O comportamento dos ativos reflete um cabo de guerra entre fundamentos macroeconômicos internos e o noticiário internacional. Enquanto o IPCA-15 de maio, que subiu 0,62% e superou o teto da meta de inflação em 12 meses, pressiona a percepção de risco, o alívio nas tensões no Estreito de Ormuz atuou como um contrapeso, reduzindo temporariamente o prêmio de risco embutido nos ativos financeiros globais e locais.
O impacto da inflação e o cenário doméstico
A leitura do IPCA-15 trouxe um sinal de alerta para o Banco Central. Com o índice acumulando alta de 4,64% em 12 meses, acima do teto da meta de 4,5%, o mercado intensificou o debate sobre a trajetória da Selic. A inflação corrente, ao superar as expectativas, limita o espaço para uma flexibilização monetária agressiva e mantém os investidores atentos aos próximos passos do Comitê de Política Monetária (Copom).
O mercado de trabalho, outro pilar da política monetária, também entrou no radar. Com a expectativa de criação de mais de 211 mil vagas formais em abril, a resiliência do emprego sugere uma economia com demanda aquecida. Esse cenário de atividade robusta, somado à inflação acima do esperado, reforça a cautela dos agentes, que precificam majoritariamente um ajuste de 25 pontos-base na próxima reunião do Copom.

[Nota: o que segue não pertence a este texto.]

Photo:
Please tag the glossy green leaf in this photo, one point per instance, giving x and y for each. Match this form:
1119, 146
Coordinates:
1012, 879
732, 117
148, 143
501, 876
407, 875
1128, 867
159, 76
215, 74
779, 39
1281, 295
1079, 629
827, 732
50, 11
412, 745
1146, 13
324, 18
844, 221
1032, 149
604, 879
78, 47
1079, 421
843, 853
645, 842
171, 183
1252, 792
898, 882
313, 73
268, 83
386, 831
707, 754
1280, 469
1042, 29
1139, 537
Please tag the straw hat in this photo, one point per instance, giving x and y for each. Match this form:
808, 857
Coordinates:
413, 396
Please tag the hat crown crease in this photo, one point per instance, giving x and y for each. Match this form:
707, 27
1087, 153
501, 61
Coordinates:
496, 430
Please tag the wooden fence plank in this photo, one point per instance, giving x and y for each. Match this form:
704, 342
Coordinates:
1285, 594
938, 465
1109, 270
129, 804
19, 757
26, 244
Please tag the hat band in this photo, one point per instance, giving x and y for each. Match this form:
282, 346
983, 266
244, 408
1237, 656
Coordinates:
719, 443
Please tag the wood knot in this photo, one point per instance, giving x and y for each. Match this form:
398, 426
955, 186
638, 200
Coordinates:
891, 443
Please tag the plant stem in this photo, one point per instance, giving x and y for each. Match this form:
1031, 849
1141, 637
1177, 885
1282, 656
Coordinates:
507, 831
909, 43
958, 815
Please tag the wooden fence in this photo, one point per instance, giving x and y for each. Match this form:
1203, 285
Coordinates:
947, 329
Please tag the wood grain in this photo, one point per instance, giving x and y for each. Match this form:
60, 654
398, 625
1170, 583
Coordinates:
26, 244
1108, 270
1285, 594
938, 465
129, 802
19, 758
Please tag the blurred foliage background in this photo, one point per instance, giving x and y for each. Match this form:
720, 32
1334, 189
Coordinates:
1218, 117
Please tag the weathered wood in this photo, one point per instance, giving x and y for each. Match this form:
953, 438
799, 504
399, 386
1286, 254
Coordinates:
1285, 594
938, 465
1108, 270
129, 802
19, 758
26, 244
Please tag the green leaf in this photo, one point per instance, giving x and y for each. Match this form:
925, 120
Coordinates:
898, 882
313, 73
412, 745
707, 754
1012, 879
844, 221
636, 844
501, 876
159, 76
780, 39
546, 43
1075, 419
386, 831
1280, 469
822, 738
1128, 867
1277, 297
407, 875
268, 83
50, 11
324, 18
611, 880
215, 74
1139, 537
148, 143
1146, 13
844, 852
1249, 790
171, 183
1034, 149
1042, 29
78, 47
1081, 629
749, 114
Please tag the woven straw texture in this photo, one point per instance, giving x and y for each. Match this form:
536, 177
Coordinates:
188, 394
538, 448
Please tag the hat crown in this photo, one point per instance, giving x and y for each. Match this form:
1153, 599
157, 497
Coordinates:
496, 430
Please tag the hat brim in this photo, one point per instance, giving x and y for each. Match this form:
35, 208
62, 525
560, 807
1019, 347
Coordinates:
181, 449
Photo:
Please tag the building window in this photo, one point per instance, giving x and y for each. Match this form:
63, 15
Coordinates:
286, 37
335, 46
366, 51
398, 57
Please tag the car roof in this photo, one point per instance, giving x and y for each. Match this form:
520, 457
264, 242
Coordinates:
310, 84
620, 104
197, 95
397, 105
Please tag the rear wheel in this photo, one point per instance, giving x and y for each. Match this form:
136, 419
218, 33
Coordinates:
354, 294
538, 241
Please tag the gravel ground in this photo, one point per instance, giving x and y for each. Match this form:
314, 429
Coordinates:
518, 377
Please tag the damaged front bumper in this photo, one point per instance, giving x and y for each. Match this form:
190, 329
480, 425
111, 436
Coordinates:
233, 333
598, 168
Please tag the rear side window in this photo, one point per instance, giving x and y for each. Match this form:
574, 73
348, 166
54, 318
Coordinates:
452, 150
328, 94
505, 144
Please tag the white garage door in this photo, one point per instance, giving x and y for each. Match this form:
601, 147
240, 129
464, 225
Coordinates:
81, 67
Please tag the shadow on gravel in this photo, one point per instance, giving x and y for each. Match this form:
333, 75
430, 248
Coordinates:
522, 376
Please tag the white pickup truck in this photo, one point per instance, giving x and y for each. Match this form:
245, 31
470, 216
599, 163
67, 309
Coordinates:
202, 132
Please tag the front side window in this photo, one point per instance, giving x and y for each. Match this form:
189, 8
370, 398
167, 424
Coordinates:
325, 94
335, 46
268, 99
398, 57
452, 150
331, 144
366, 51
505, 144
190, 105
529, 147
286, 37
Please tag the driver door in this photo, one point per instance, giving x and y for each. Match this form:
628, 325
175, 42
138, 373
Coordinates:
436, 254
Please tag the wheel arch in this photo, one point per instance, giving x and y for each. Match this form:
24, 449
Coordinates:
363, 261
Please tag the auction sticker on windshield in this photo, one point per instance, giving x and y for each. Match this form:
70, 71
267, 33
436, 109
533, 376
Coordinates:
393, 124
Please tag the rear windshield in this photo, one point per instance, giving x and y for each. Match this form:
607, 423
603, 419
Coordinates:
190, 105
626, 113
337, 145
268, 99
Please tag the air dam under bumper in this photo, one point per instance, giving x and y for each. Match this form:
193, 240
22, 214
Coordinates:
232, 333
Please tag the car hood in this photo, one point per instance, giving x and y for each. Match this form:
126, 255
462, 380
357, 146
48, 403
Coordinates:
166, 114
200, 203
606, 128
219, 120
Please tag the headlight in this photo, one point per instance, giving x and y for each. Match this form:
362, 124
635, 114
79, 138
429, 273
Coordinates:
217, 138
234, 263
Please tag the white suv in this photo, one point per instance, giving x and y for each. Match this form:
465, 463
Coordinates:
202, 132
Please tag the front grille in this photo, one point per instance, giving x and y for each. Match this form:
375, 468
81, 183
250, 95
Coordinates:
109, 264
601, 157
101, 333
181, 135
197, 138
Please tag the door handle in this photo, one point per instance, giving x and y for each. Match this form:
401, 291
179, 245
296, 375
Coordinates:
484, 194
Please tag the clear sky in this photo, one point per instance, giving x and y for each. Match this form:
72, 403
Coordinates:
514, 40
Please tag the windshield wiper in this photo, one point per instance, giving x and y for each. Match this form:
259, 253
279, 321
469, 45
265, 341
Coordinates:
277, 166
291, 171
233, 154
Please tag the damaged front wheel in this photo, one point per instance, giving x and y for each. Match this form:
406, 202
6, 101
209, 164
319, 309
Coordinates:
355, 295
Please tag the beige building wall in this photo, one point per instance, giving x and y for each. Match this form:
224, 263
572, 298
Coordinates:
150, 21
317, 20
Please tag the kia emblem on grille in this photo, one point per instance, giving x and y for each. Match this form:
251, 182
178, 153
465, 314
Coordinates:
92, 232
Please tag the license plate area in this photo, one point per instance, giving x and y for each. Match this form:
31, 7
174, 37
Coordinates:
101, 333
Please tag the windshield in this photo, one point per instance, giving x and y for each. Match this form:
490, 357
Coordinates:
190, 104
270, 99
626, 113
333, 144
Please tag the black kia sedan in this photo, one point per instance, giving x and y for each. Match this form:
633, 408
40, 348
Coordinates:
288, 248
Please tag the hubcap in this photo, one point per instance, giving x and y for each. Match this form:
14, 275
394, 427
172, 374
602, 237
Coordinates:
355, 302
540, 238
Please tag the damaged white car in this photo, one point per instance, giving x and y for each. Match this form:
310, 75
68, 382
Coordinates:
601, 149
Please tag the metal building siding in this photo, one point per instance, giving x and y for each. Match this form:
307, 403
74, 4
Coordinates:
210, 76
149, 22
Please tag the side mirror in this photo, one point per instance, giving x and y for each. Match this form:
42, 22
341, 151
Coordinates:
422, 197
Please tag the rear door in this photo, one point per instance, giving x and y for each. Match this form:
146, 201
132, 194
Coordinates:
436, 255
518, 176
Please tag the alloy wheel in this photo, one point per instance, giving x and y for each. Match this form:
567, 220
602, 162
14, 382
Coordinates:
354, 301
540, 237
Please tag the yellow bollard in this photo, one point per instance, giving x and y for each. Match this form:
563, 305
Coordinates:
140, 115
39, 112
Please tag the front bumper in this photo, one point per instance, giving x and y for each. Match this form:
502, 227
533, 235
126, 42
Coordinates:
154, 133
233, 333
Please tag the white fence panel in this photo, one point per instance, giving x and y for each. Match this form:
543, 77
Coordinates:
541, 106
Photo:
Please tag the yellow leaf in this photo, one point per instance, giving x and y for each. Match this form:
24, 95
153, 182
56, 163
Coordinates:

Geopolítica como fiel da balança
No front externo, a volatilidade dos preços do petróleo foi o principal vetor de influência sobre os DIs. Após declarações do secretário de Estado norte-americano, Marco Rubio, sobre um possível progresso nas negociações com o Irã, o mercado reagiu positivamente à perspectiva de normalização do fluxo comercial no Estreito de Ormuz. A queda do petróleo para abaixo de US$ 100 o barril ajudou a acalmar os ânimos dos investidores globais.
Embora a Casa Branca tenha negado a autenticidade de um memorando de entendimento noticiado pela mídia iraniana, o tom conciliador adotado por Donald Trump sobre a abertura das rotas marítimas foi suficiente para reduzir a aversão ao risco. Esse movimento, refletido na queda dos yields dos Treasuries norte-americanos, acabou por ancorar as taxas locais, evitando uma abertura mais acentuada da curva de juros em resposta aos dados de inflação.
Implicações para o investidor
A situação atual impõe desafios para a gestão de portfólios, dado que a previsibilidade da política monetária brasileira está sendo testada por dados de inflação persistentes. A convergência entre o cenário fiscal e a dinâmica inflacionária continuará sendo o principal driver para os vencimentos longos da curva de DI, que permanecem sensíveis a qualquer sinal de desancoragem das expectativas.
Para os reguladores e o mercado, a atenção se volta agora para a consistência dos dados de emprego e para a evolução real das tratativas diplomáticas no Oriente Médio. A estabilidade observada hoje pode ser efêmera se o prêmio de risco doméstico voltar a subir em função de novas surpresas inflacionárias, forçando um reajuste nas projeções de juros para o restante do ano.
O que esperar das próximas sessões
O mercado permanece em um estado de vigilância, aguardando a confirmação dos dados de emprego do Caged e novos desdobramentos nas negociações entre EUA e Irã. A incerteza sobre a eficácia da política monetária em conter a alta dos preços, frente a um mercado de trabalho aquecido, sugere que a volatilidade deve persistir no curto prazo.
A capacidade de o Banco Central ancorar as expectativas de inflação será o fator decisivo para a inclinação da curva de juros. Investidores devem observar se a estabilidade nas taxas de DI será mantida ou se a pressão inflacionária forçará uma reprecificação mais severa dos ativos nos próximos dias.